Tempatnya sawit-sawit. Entah macam mana. Aku dengar dari pintu kabin ada yang masuk dan berdiri di samping aku. Kawanku lagi tidur, istirahat. Wajahnya, gak berani aku lihat. Udah merinding semua. Kuliat pakaiannya batik. Gak bisa ngomong aku. Baca doa pun tak bisa. Keluar gitu aja dari mulutku ngomong bahasa Jawa.
Kira-kira kalau diartikan, maaf mbah tadi gak permisi, gak hidupin klakson, lupa mbah. Dengar aku dia jawab hmm. Habis itu dia jalan di depan kereta. Coba kau pikir, kalau manusia tak mungkin bisa jalan secepat itu.” Kata Juli meyakinkan.
Saat Juli menceritakan hal ini. Tiba-tiba saya merinding. Juli pun merinding. Ada suasana serta aura yang lain. Juli melanjutkan cerita, “Makanya kalau malam gak usahlah cerita-cerita gitu pasti terikut. Kalau bawa kereta api sebaiknya jangan emosi. Kalau ada kesal atau apalah, sebelum berangkat selesaikan dulu.”
“Setelah kejadian itu gimana?” Tanya saya penasaran dengan cerita Juli.
“Lewat situ lagi aku pasti klakson. Ada lagi tempat-tempat lain seperti di Tebing. Aku gak mengalami apa-apa. Tapi, kalau gak klakson. Ada saja masalah, lepas coknya, jatuh sekringnya, mau dia ganggu kita. Kereta api bisa rusak. Aku kadang dengar ada yang tertawa ngikik nyaring, atau suara-suara seperti tawon. Mau dibilang gak percaya, aku mengalaminya sendiri. Kalau aku cerita sama orang mungkin dianggapnya halusinasi atau ilusi. Padahal jelas-jelas nyata.

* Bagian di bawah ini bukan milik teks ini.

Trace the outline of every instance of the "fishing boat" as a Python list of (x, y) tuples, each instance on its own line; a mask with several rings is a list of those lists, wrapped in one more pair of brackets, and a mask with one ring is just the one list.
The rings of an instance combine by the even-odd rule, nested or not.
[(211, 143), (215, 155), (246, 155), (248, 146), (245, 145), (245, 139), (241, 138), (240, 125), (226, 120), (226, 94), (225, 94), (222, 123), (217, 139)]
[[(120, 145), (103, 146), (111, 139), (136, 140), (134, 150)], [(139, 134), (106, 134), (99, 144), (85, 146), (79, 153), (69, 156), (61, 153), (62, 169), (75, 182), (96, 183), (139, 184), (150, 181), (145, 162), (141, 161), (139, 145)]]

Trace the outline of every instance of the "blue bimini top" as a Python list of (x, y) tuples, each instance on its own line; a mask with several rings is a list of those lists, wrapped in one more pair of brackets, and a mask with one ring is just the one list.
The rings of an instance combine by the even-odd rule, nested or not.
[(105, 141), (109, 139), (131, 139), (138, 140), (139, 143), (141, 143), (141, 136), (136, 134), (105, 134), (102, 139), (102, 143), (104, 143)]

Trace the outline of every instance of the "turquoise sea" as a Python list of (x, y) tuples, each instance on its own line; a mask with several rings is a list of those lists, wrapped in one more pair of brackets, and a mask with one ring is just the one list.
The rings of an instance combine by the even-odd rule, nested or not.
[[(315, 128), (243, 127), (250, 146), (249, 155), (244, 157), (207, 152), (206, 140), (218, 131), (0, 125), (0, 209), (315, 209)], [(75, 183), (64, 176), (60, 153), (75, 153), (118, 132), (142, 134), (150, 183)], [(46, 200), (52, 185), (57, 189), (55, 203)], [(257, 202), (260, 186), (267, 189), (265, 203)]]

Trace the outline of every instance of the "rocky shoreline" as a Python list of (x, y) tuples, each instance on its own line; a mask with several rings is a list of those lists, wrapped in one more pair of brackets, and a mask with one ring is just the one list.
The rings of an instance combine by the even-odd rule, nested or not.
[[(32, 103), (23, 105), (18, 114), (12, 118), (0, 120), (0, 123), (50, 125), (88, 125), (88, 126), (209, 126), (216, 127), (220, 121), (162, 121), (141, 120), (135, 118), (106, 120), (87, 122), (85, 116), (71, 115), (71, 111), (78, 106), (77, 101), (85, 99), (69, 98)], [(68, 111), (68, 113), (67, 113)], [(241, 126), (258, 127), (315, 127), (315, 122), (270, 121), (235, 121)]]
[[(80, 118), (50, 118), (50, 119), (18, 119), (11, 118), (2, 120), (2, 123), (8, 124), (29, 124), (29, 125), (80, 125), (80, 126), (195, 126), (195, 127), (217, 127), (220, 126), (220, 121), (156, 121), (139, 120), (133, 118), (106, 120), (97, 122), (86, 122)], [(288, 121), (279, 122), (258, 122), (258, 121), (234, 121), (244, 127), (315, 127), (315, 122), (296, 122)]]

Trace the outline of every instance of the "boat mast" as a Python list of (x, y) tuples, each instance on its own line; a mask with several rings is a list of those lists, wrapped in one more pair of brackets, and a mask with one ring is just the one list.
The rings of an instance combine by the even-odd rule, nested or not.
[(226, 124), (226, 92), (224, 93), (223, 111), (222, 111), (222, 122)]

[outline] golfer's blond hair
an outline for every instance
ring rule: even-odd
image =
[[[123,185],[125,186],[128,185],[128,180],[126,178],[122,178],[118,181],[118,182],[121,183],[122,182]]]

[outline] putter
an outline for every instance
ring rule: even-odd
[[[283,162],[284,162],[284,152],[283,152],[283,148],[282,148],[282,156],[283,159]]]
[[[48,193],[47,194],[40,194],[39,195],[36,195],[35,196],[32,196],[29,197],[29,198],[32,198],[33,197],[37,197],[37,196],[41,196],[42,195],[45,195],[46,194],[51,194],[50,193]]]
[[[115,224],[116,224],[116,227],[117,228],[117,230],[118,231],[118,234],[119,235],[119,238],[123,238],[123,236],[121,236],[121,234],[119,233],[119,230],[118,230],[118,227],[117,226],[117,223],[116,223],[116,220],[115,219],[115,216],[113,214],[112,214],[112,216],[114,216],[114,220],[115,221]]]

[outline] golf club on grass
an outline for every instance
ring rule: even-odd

Pernah juga di daerah sekitar Tebing juga kalau gak salah. Ada dua bukit. Rel kereta apinya di tengah-tengah. Ada perempuan jalan, tembus dari satu bukit ke bukit yang satunya. Coba kau pikir itu, kalau orang gak mungkinlah. Yang jelas itu bukan manusia. Biar bagaimanapun. Dunia malam itu milik mereka.” Kata Juli seolah tak ingin melupakan detail kejadian tersebut.